LeetCode's challenge of the day on June 8, 2020 (#231) asks us to write a function that determines if the given Integer n is a power of two. In other words: If we multiply the number 2 any amount of times, will we end up with n?

This is a typical dynamic programming problem. We could solve it with recursion. Using a helper function, we would pass n and the current multiplication. But, if n is large enough, the function would be called thousands of times and we might run into stack overflow protection and get a Segment 11 error code.

Bottom Up Approach

The approach we will use is called the Bottom Up Approach. The idea is that we are utilizing a dp array. "dp" stands for dynamic programming and naming the array dp is a convention widely used in tech challenges and interviews.
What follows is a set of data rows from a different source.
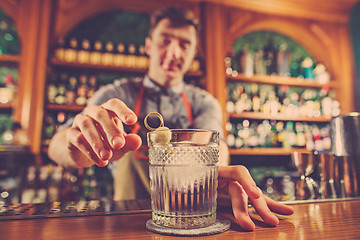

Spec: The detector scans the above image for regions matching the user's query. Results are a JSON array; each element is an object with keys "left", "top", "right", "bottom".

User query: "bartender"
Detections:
[{"left": 48, "top": 7, "right": 294, "bottom": 231}]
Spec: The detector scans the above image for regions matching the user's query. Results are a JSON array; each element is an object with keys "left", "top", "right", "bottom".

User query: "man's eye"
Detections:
[
  {"left": 162, "top": 38, "right": 171, "bottom": 45},
  {"left": 180, "top": 42, "right": 190, "bottom": 50}
]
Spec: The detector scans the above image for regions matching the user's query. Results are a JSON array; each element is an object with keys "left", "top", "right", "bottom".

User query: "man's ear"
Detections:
[{"left": 145, "top": 37, "right": 151, "bottom": 56}]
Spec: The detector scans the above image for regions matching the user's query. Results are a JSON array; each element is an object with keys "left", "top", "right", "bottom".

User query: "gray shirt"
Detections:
[
  {"left": 61, "top": 75, "right": 224, "bottom": 175},
  {"left": 87, "top": 75, "right": 224, "bottom": 141}
]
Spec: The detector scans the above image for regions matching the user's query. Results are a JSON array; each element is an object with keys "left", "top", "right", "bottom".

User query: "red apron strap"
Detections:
[
  {"left": 131, "top": 84, "right": 193, "bottom": 161},
  {"left": 181, "top": 91, "right": 193, "bottom": 126},
  {"left": 130, "top": 85, "right": 145, "bottom": 134}
]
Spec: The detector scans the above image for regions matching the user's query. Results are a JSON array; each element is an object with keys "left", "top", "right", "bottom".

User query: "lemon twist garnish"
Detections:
[{"left": 144, "top": 112, "right": 171, "bottom": 144}]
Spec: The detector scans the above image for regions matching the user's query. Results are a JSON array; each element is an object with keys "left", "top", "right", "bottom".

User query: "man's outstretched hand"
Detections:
[{"left": 218, "top": 166, "right": 295, "bottom": 231}]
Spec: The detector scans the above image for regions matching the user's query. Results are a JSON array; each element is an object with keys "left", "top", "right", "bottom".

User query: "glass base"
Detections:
[
  {"left": 146, "top": 217, "right": 231, "bottom": 236},
  {"left": 152, "top": 212, "right": 216, "bottom": 229}
]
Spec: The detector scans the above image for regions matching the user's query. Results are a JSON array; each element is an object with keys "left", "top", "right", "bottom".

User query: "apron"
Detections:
[{"left": 113, "top": 83, "right": 193, "bottom": 200}]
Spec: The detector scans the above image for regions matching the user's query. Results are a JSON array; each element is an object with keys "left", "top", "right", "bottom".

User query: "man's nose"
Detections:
[{"left": 166, "top": 41, "right": 182, "bottom": 59}]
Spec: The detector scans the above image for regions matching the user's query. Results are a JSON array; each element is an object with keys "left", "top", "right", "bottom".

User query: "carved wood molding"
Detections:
[
  {"left": 225, "top": 10, "right": 337, "bottom": 76},
  {"left": 53, "top": 0, "right": 199, "bottom": 42},
  {"left": 0, "top": 0, "right": 21, "bottom": 25},
  {"left": 203, "top": 0, "right": 360, "bottom": 23}
]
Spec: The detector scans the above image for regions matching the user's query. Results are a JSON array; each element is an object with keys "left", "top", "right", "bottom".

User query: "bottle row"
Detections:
[
  {"left": 53, "top": 38, "right": 201, "bottom": 72},
  {"left": 47, "top": 72, "right": 100, "bottom": 106},
  {"left": 226, "top": 83, "right": 340, "bottom": 118},
  {"left": 42, "top": 112, "right": 75, "bottom": 145},
  {"left": 226, "top": 119, "right": 331, "bottom": 151},
  {"left": 225, "top": 42, "right": 330, "bottom": 85},
  {"left": 0, "top": 114, "right": 28, "bottom": 145},
  {"left": 0, "top": 12, "right": 20, "bottom": 55},
  {"left": 14, "top": 164, "right": 113, "bottom": 204}
]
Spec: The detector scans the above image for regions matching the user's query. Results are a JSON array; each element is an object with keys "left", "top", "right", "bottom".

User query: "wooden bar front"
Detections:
[{"left": 1, "top": 199, "right": 360, "bottom": 239}]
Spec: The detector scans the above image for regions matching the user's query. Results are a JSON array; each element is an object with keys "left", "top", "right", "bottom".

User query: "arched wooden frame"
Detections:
[
  {"left": 52, "top": 0, "right": 201, "bottom": 46},
  {"left": 226, "top": 17, "right": 337, "bottom": 77}
]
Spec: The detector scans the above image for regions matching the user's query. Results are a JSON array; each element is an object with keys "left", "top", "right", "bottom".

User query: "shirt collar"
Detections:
[{"left": 143, "top": 75, "right": 184, "bottom": 95}]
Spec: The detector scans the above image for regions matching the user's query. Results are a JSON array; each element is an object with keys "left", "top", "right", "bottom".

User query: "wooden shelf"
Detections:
[
  {"left": 229, "top": 112, "right": 331, "bottom": 122},
  {"left": 50, "top": 58, "right": 203, "bottom": 77},
  {"left": 0, "top": 55, "right": 20, "bottom": 65},
  {"left": 46, "top": 104, "right": 84, "bottom": 112},
  {"left": 229, "top": 147, "right": 311, "bottom": 156},
  {"left": 227, "top": 73, "right": 336, "bottom": 89},
  {"left": 0, "top": 103, "right": 13, "bottom": 110}
]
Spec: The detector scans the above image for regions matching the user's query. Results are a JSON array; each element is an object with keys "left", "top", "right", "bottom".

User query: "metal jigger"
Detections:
[{"left": 291, "top": 151, "right": 318, "bottom": 200}]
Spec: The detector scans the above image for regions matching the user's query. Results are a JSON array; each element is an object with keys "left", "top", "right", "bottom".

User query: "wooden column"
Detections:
[
  {"left": 202, "top": 2, "right": 228, "bottom": 132},
  {"left": 16, "top": 0, "right": 53, "bottom": 154}
]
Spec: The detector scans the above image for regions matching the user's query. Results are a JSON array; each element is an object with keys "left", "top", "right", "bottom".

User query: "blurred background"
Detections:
[{"left": 0, "top": 0, "right": 359, "bottom": 204}]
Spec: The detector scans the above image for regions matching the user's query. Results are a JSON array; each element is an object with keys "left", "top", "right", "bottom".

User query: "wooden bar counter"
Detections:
[{"left": 1, "top": 198, "right": 360, "bottom": 239}]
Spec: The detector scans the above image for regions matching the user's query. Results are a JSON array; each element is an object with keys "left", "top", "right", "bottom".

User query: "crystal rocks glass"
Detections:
[{"left": 147, "top": 129, "right": 219, "bottom": 229}]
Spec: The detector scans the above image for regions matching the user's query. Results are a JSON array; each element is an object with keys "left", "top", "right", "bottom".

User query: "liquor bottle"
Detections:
[
  {"left": 114, "top": 42, "right": 126, "bottom": 67},
  {"left": 312, "top": 125, "right": 323, "bottom": 151},
  {"left": 87, "top": 75, "right": 97, "bottom": 100},
  {"left": 64, "top": 38, "right": 78, "bottom": 63},
  {"left": 82, "top": 166, "right": 98, "bottom": 201},
  {"left": 276, "top": 42, "right": 291, "bottom": 77},
  {"left": 56, "top": 112, "right": 66, "bottom": 130},
  {"left": 54, "top": 38, "right": 65, "bottom": 61},
  {"left": 263, "top": 39, "right": 277, "bottom": 75},
  {"left": 138, "top": 45, "right": 148, "bottom": 69},
  {"left": 77, "top": 39, "right": 90, "bottom": 64},
  {"left": 250, "top": 83, "right": 261, "bottom": 112},
  {"left": 48, "top": 166, "right": 63, "bottom": 202},
  {"left": 126, "top": 43, "right": 137, "bottom": 68},
  {"left": 283, "top": 121, "right": 296, "bottom": 150},
  {"left": 65, "top": 76, "right": 77, "bottom": 105},
  {"left": 89, "top": 40, "right": 103, "bottom": 65},
  {"left": 35, "top": 165, "right": 49, "bottom": 203},
  {"left": 47, "top": 73, "right": 58, "bottom": 104},
  {"left": 60, "top": 169, "right": 80, "bottom": 202},
  {"left": 239, "top": 119, "right": 251, "bottom": 148},
  {"left": 304, "top": 123, "right": 315, "bottom": 151},
  {"left": 254, "top": 50, "right": 266, "bottom": 75},
  {"left": 269, "top": 121, "right": 278, "bottom": 147},
  {"left": 42, "top": 115, "right": 56, "bottom": 145},
  {"left": 301, "top": 57, "right": 315, "bottom": 80},
  {"left": 290, "top": 55, "right": 302, "bottom": 78},
  {"left": 295, "top": 122, "right": 306, "bottom": 148},
  {"left": 75, "top": 74, "right": 88, "bottom": 106},
  {"left": 276, "top": 121, "right": 285, "bottom": 147},
  {"left": 101, "top": 41, "right": 114, "bottom": 66},
  {"left": 239, "top": 47, "right": 254, "bottom": 77},
  {"left": 55, "top": 73, "right": 67, "bottom": 105},
  {"left": 21, "top": 166, "right": 37, "bottom": 203},
  {"left": 226, "top": 122, "right": 236, "bottom": 148}
]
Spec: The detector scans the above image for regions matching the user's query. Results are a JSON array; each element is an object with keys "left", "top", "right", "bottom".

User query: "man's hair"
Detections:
[{"left": 148, "top": 7, "right": 200, "bottom": 37}]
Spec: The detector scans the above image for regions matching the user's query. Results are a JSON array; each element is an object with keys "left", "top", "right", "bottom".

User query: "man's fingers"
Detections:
[
  {"left": 111, "top": 134, "right": 142, "bottom": 161},
  {"left": 82, "top": 105, "right": 126, "bottom": 150},
  {"left": 219, "top": 166, "right": 260, "bottom": 199},
  {"left": 250, "top": 188, "right": 280, "bottom": 226},
  {"left": 101, "top": 99, "right": 138, "bottom": 125},
  {"left": 228, "top": 181, "right": 255, "bottom": 231},
  {"left": 263, "top": 194, "right": 295, "bottom": 215},
  {"left": 66, "top": 127, "right": 109, "bottom": 167},
  {"left": 72, "top": 114, "right": 113, "bottom": 161}
]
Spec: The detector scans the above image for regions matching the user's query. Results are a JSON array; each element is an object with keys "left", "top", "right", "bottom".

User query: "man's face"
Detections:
[{"left": 145, "top": 18, "right": 197, "bottom": 87}]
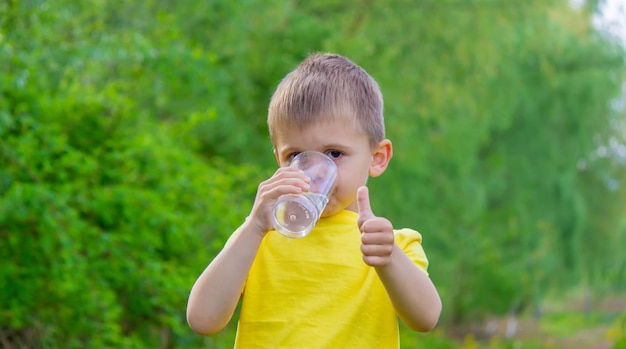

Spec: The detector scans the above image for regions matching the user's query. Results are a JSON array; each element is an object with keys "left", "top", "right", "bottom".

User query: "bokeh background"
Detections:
[{"left": 1, "top": 0, "right": 626, "bottom": 348}]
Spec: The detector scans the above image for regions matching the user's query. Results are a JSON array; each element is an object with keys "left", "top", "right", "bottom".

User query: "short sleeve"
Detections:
[{"left": 394, "top": 228, "right": 429, "bottom": 275}]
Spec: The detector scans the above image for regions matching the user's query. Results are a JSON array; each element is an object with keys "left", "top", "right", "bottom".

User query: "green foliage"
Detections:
[
  {"left": 1, "top": 1, "right": 266, "bottom": 347},
  {"left": 353, "top": 0, "right": 626, "bottom": 323},
  {"left": 0, "top": 105, "right": 262, "bottom": 347},
  {"left": 1, "top": 0, "right": 625, "bottom": 347}
]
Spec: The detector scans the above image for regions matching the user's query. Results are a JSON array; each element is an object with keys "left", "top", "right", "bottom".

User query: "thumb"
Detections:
[{"left": 357, "top": 186, "right": 375, "bottom": 228}]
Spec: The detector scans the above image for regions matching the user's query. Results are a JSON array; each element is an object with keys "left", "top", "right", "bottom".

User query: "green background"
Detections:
[{"left": 1, "top": 0, "right": 625, "bottom": 348}]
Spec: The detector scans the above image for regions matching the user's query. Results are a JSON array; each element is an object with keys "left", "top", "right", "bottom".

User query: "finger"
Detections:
[
  {"left": 360, "top": 243, "right": 394, "bottom": 257},
  {"left": 360, "top": 229, "right": 395, "bottom": 245},
  {"left": 357, "top": 186, "right": 375, "bottom": 228},
  {"left": 362, "top": 255, "right": 390, "bottom": 267},
  {"left": 259, "top": 169, "right": 310, "bottom": 193},
  {"left": 274, "top": 167, "right": 311, "bottom": 182}
]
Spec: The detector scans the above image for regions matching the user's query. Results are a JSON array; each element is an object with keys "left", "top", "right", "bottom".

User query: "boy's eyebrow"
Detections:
[
  {"left": 278, "top": 143, "right": 352, "bottom": 153},
  {"left": 321, "top": 143, "right": 352, "bottom": 150},
  {"left": 275, "top": 145, "right": 298, "bottom": 153}
]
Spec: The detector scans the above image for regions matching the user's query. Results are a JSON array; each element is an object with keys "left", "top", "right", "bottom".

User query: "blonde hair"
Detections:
[{"left": 268, "top": 53, "right": 385, "bottom": 147}]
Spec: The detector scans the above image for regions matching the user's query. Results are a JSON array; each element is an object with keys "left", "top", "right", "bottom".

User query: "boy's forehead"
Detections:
[
  {"left": 272, "top": 115, "right": 358, "bottom": 137},
  {"left": 272, "top": 117, "right": 368, "bottom": 150}
]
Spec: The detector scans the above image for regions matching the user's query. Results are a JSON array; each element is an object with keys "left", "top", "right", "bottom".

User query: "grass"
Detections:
[{"left": 399, "top": 292, "right": 626, "bottom": 349}]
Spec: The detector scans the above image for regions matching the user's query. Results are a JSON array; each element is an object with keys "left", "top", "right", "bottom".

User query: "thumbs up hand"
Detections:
[{"left": 357, "top": 186, "right": 395, "bottom": 267}]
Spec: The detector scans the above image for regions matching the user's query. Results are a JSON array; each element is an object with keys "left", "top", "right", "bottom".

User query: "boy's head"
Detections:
[{"left": 268, "top": 53, "right": 385, "bottom": 149}]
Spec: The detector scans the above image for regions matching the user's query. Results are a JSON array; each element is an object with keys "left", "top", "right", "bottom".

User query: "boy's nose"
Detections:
[{"left": 311, "top": 176, "right": 324, "bottom": 190}]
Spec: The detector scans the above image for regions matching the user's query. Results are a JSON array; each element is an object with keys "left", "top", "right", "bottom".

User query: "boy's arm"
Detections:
[
  {"left": 186, "top": 220, "right": 264, "bottom": 335},
  {"left": 356, "top": 186, "right": 442, "bottom": 332},
  {"left": 186, "top": 167, "right": 310, "bottom": 335}
]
func isPowerOfTwo(_ n: Int) -> Bool {

    // 1    
    guard n != 1 && n != 2 else {
        return true
    }

    // 2
    var last: Int = 2

    // 3
    for index in 2...Int.max {

        // 4
        let current = last * 2

        // 5
        if current == n {
            return true 
        }

        // 6
        if current > n {
            return false
        }

        // 7
        last = current
    }

    // 8
    return false
}

1) 2^0 is explained in the examples as n = 1 and 2^1 is logically 2. Those are our exit conditions.

2) Based on the exit condition in 1), 2 is the last value we have processed ( 2^1 ).

3) Since we don't know how many multiples we will need to end up at n, we're using a for loop from 2 up to Int.max

4) First, within the loop we will get the last processed number and multiply it by 2 to get the current number.

5) Then, we are checking if current equals the given number n. If so, return true.

6) If the current number is larger than n, we know that n is not a power of two and we need to return false.

7) Update the last element using the current one and continue the loop.

8) Lastly, we return false to satisfy the compiler.

Time and space complexity

The time complexity is expressed as O(n) where n is the possible multiples between 0 and the given integer n. The space complexity is linear as we're only storing the last processed variable.